I think so, depending on how they are used. I think there’s a lot of potential. My caution on race-conscious interventions is to be very mindful of how the language may inadvertently weaken the buy-in. My concern is that we do not become over focused on the role of race and give less attention to the actual solution. There may be different ways to acknowledge that race is a central factor without making it the obvious focus. Maybe by looking at socioeconomics. There must be ways we can move forward without the backlash that comes when race is centered. Down the road, yes. Race can be centered. We should shout from the mountaintops that we are adopting a specific equity program because Black people deserve and need reparations. At some point, we will be able to say that. What is challenging is when we try to push certain things now, the level of intractability and resistance is extremely high and so nothing is really working. There are people who are afraid to say the word race in board rooms in 2023. When two years ago these same people were focusing on how to be anti-racist and were empowered to achieve equity in our society. But something happened, and we have gone backwards. Things have shifted. And that’s the reality, I think that we have to be smart. This is a long game.
What are your thoughts on the Healing ARC framework?

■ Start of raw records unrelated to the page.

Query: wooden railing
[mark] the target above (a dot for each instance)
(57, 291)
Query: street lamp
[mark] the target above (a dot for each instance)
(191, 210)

I think it is absolutely tremendous. It is a real highlight. I teach it in my lectures and I do so because people cannot imagine what it looks like to really implement anti-racist policies within medicine. And this is an important example. The reason why it is so robust, rich, and important is honestly because it was at The Brigham. This is a hospital that everyone knows has a certain gravitas. And for them to do it there with everything that is in their history. It creates a sense of what is possible. I teach about the backlash that occurred when Healing ARC was implemented because it explains what we must be ready for. The Healing ARC work is well grounded. I think the theoretical framework that they use was an excellent one. Their use of community partnership is exactly what I was talking about. You must partner with the community and make sure they support what you are doing.
Can racism be eliminated from medicine and patient care?
It can be, but I think it will take an incredibly long time for it to happen. The biggest problem is not racism in medical care. It is racism in our larger society. And until that is addressed, and that’s addressed substantially, we won’t see substantial change in medicine. It will take something tremendous for us as a society to address the insidious role of race within every institution and every system in our society. When it does happen, then we can eradicate racism from medicine and patient care. It can be addressed in sports, it can be addressed in corporate America. It can be addressed everywhere.